Since architect Fred Whittaker made progress for clients on other matters, he was engaged and progressed Hurlston’s application.
With Whittaker’s involvement, after-the-fact planning permission was reportedly submitted in or around August 2024.
According to the Crown’s calculations, daily penalties for 605 days would become payable due to the delays caused by parties engaged before DaCosta and Whittaker. This number was then recalculated as 592 days.
In making her decision, Magistrate Hernandez noted that Hurlston came to court on several occasions to explain all of his efforts. Therefore, the Court credited Hurlston with actively taking steps to comply with the planning enforcement notice.
Magistrate Hernandez concluded that, after considering mitigating steps, the total number of days of outstanding penalties would be reduced to 400 days. Exercising her discretion and understanding that the issues were due to parties engaged by property owners, she imposed a lower fine of $2,000 or 20 days in default. She also ordered that $500 in costs be payable to the Crown or 45 days in default.
Right to appeal
In each of the above cases, Magistrate Hernandez noted that the parties had the right to appeal within seven days.
Magistrate Hernandez
Note to readers
In the past couple of months, parties have appeared in Court to address failures to comply with planning enforcement notices. When delays occur, the parties may be subject to daily penalties of $1,000 under the Development and Planning Act. For daily penalties to cease, the parties must demonstrate to the Court that the offending structure has been demolished or that after-the-fact planning approval is progressing.
To learn more about these daily penalties, members of the public are encouraged to review section 21 of the Development and Planning Act. This states:
Penalties for failure to comply with certain enforcement notices
21. (1) Subject to this section, where an enforcement notice has been served under section 18 on the person who was, when the notice was served on that person, the owner or occupier of the land to which the enforcement notice relates and within the period specified in the enforcement notice, or within such extended period as the Director may allow, any steps required by the enforcement notice to be taken (other than the discontinuance of any use of land) have not been taken, that person commits an offence and is liable on summary conviction to a fine of five thousand dollars and, in the case of a continuing offence, to a further fine of one thousand dollars for every day after the first day during which the requirements of the enforcement notice (other than the discontinuance of any use of land) remain unfulfilled.
(2) If a person against whom proceedings are brought under this section has at some time before the end of the period specified in the enforcement notice for compliance with the notice (or of such extended period as the Director may allow for compliance with the notice) ceased to be the owner or occupier of the land, that person shall, upon information duly laid by that person and on giving to the prosecution not less than three days’ clear notice of that person’s intention, be entitled to have the person who then became the owner or occupier of the land joined in the proceedings.
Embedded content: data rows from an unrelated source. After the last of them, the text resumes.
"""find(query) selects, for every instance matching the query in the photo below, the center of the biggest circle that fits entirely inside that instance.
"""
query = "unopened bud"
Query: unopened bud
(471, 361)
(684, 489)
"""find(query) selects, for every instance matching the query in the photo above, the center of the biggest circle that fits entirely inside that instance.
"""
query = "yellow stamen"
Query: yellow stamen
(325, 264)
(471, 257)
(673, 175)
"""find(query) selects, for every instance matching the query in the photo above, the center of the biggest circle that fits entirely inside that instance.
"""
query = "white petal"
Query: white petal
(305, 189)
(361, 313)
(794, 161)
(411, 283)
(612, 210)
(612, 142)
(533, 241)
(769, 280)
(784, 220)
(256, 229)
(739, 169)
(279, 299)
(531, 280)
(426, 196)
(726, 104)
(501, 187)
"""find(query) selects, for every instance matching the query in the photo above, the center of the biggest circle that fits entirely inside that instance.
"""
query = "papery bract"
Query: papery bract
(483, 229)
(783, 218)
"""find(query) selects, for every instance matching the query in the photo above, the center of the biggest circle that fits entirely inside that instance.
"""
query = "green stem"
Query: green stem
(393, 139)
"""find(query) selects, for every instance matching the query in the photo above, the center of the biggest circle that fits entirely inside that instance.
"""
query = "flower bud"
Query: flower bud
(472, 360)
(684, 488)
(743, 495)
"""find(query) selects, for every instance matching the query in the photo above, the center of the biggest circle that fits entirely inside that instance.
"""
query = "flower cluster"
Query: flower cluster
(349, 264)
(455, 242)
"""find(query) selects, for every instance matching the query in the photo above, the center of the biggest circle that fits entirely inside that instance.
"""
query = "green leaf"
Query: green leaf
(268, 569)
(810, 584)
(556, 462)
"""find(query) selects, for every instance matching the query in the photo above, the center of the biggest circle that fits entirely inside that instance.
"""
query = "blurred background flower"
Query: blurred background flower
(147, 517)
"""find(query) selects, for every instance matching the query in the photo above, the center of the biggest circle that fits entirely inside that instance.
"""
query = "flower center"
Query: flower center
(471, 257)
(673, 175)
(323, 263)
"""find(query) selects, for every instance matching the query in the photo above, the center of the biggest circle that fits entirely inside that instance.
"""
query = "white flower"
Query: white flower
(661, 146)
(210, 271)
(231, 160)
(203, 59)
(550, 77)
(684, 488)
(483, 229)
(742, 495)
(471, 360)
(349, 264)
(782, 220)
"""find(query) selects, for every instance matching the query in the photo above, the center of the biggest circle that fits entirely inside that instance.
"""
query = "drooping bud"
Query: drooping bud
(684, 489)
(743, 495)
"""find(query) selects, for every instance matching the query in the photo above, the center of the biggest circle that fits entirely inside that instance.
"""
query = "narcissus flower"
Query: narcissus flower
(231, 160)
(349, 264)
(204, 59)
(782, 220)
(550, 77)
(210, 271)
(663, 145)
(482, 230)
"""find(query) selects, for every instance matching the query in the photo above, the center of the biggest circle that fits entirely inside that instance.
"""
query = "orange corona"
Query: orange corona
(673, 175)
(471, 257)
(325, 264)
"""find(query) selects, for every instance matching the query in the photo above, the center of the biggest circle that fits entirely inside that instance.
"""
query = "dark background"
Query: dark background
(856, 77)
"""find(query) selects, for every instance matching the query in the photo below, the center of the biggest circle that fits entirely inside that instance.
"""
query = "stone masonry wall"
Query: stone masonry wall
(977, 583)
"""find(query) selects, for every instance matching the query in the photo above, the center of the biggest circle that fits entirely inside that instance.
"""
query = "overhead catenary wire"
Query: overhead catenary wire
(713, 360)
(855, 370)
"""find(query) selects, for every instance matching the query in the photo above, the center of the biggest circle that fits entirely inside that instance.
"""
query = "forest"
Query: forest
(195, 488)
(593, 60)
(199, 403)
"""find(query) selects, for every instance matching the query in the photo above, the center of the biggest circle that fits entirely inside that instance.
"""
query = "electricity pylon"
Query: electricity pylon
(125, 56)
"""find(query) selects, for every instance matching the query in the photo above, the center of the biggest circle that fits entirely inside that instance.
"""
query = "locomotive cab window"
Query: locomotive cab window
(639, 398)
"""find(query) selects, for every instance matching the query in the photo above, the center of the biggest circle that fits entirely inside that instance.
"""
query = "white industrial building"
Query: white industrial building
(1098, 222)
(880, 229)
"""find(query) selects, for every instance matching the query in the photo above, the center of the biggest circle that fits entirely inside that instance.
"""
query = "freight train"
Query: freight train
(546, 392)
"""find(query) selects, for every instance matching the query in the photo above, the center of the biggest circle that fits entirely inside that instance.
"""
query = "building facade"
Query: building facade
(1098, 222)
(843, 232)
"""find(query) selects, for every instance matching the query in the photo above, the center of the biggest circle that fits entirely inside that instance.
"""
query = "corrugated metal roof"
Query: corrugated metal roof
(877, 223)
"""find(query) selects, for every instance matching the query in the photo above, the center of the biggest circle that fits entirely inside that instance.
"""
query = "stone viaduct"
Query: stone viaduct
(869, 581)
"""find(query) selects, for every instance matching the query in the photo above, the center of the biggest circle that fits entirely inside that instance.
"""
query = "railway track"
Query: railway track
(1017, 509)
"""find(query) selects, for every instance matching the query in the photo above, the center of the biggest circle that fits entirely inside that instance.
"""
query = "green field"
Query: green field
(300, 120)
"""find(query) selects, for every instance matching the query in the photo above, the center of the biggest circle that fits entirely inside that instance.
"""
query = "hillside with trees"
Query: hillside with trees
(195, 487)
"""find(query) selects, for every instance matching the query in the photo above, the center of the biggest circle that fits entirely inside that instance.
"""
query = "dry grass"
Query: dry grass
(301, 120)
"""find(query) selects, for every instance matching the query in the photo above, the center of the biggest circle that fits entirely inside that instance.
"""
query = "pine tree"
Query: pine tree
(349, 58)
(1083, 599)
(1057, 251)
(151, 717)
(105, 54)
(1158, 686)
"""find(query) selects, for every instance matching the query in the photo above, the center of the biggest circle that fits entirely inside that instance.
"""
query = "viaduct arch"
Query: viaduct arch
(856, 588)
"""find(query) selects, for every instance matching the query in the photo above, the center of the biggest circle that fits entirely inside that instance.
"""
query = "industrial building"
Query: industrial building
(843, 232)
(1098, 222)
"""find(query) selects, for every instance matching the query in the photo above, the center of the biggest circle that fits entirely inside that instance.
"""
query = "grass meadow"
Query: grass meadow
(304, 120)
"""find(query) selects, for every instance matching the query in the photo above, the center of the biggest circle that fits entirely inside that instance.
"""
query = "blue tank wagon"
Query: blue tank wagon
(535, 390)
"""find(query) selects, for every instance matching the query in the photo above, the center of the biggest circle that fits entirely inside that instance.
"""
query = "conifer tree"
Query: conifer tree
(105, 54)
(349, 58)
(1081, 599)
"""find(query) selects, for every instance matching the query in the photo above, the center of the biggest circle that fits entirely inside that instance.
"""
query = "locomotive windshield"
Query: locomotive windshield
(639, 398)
(3) If, after it has been proved that any steps required by the enforcement notice have not been taken as aforesaid, the original defendant proves that the failure to take the steps was attributable in whole or in part to the default of the person joined in the proceedings as aforesaid, that person may be convicted of the offence and if the original defendant further proves that the said original defendant took all reasonable steps to secure compliance with the enforcement notice, the said original defendant shall be acquitted of the offence.